# He is driving me NUTS!



## lost1234 (Aug 24, 2009)

we have been separated for a month. however he is still around after school and dinner and such for the kids, leaves once they go to bed.
wants to be alone to clear his head and regain the person who he is.needs space...ok he didnt give me a choice, but i went along. no ow alot of derpession and money problems. he is a constant spender of money that we dont have. no concept of reality.
if i call, ask a question, suggest he stay as his drive to parents is a long one, and by 9 pm i can see his exhuastion ( he starts work at 5 am)all wrong. went grocery shopping picked up a few things for him out of kindess,wrong everthing about me seems to be wrong...he says i try to hard?? i dont see it that way but ok, i have decided to stop all of it? is this right or wrong?
BIGGEST thing that throws me... he doesnt want ANYTHING from me right now, in a heated arguement even mentioned divorce...why does he call me then sometimes about the kids which is fine...others just to tell me something trivial about work or his day...anything to be honest...could anyone help me here please? mixed signals doesnt even do my situation justice.
I want to save this marriage, he claims it is too late...making no sense to me at all.
we had a parent teacher meeting last night and a poem was read. sounds silly but it was about parents and teachers, and how we help our children to strive. the closing line was most of all a stable loving home...needless to say i quietly excused myself and went to the restroom to regain my composure without saying anything to h. when we were leaving in separate vehicles, he asks whats wrong...i told him i felt as if we were failing our children and this made him edgy of course. how do i get the answers or how in the world do i get him to see the whole picture here????? sorry for the rant!


----------



## dobo (Jun 30, 2009)

He sounds confused but I'd tell him that it is unfair for him to pick and choose what he wants to share with you or accept from you. If he needs space, tell him to get space but not to do this half-way thing. It is too difficult and isn't considerate of your feelings or needs or the fact that you love him so much.

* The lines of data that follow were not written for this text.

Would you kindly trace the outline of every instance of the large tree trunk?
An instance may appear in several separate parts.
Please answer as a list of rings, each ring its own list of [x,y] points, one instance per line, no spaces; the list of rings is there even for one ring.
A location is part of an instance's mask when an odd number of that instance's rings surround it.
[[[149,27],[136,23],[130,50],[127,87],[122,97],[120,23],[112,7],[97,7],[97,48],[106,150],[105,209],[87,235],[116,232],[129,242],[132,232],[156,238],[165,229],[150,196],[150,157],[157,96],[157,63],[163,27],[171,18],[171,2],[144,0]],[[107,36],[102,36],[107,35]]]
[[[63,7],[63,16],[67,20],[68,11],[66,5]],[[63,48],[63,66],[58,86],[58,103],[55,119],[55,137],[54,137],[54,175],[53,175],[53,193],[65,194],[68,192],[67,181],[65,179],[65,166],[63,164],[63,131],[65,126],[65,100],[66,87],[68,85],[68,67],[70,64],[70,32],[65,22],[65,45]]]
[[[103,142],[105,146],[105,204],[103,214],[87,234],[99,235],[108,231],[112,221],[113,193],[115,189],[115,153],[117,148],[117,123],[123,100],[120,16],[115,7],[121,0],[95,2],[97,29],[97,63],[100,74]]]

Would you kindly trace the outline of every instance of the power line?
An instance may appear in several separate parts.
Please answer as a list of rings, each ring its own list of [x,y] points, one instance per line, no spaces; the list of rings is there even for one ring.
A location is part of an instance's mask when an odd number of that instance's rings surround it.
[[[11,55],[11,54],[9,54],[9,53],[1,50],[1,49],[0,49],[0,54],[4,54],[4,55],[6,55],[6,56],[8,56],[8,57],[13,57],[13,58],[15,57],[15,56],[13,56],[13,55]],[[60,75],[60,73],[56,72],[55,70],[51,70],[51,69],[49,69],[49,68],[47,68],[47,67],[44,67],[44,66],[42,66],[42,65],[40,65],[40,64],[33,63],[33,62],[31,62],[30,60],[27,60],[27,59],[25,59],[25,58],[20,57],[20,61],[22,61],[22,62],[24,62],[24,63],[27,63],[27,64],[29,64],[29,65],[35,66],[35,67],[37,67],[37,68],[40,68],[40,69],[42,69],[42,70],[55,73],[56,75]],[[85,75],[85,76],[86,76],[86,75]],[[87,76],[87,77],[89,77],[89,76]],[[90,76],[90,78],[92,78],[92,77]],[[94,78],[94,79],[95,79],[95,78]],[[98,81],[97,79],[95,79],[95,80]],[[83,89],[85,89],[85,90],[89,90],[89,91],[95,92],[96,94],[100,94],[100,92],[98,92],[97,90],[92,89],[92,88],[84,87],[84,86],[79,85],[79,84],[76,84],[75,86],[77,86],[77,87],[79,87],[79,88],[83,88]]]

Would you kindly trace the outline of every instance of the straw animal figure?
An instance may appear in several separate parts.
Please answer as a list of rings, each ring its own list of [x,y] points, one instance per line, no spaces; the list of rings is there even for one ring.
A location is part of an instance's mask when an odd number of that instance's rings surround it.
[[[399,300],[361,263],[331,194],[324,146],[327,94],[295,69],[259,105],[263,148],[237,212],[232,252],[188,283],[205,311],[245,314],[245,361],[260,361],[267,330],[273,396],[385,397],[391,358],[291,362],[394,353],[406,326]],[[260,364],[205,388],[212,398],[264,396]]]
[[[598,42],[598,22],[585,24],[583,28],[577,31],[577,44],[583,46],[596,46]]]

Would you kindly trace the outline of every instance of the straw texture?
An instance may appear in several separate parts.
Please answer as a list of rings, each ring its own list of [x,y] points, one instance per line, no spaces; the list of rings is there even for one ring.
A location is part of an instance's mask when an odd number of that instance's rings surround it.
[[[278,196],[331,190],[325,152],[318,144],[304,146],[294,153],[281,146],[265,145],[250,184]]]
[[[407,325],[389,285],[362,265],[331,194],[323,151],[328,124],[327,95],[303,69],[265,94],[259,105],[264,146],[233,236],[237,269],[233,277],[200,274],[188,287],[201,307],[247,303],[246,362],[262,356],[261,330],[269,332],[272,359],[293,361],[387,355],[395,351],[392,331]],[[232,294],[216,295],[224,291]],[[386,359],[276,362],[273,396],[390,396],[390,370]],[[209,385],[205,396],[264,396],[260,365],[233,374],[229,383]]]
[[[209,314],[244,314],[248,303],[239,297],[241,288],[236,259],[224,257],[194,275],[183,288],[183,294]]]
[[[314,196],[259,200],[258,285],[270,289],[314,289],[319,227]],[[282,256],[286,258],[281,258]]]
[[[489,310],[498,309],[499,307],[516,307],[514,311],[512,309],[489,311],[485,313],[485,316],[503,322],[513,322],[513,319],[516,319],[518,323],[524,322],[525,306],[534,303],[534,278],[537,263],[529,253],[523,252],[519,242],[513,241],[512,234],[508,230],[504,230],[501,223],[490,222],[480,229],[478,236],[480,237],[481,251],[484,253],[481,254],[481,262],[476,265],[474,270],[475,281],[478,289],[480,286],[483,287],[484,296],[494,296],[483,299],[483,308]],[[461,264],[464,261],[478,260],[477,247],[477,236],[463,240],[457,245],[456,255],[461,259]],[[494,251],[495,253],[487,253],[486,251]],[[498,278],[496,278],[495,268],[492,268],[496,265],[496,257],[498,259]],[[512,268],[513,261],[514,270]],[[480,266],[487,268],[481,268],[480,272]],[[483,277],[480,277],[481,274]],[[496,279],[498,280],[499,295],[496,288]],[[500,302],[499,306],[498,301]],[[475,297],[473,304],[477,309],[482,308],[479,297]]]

If he says it is too late, tell him to get on with the divorce. But it sounds like he's ambivalent. And that means it isn't too late.


----------



## lost1234 (Aug 24, 2009)

thanks dobo...wish i could get more responses! it is driving me crazy! i believe in my heart that this is his way of keeping me hanging on, what he doesnt realize is that it is not me who asked for all of this!he is unsure, confused, depressed and so on, im gonna back off, even when he is here with the kids...im gonna find something else to do. might that be the right approach? he wants to be alone right?:scratchhead:


----------



## knortoh (Sep 5, 2009)

When my H first left me very similar situation - he had no idea of the boundaries - I remember being incensed that he would come over and lie down on our couch - eat our food - generally treat me like the wife he didn't want. He went through a long period of being 'confused' and ambivalent - but for us it ended in him deciding to opt out - it is important for you that you establish your own boundaries - it doesn't mean that you have to stop loving him but when he is making you feel uncomfortable (which may be all the time) try and keeo your distance. Act as though you are not that interested in what he is going through - it is HIS stuff not yours....


----------



## knortoh (Sep 5, 2009)

oh yes and stop being the good wife - it sounds foreign I know but look after yourself first - he is putting himself first even though he is still managing to inspre your sympathy - and empathy - Boy I know that syndrome....it is hard to stop acting how you have acted for many years - but if you can treat him like a work colleague who you know but are not overly friendly with. Professional calm, indifferent.....if you end up separating permanently that will be the deal anayway and if he still has strong feelings towards saving the marriage he will start to realise that he has to close the distance


----------



## Believe (Aug 27, 2009)

I am going through the exact same thing. It is so confusing! I noticed if I get quiet and pull away and try tough love he does exactly the same thing back to me. If I am sweet, caring and ask about his life he starts to come around. But then when he starts to get too close he pulls away. I can't stand it. My mother just said to me tonight that she can't understand him. She saw him hug me outside and she was like what is that if he doesn't care anymore? He hugs me every night when he leaves unless I have said something that pisses him off, then he withholds any affection. I think it is just a control thing. I too also feel like he plays me so that I will hang on. I don't know what to do either. It has been 8 months for us. I too wish there were some answers.


----------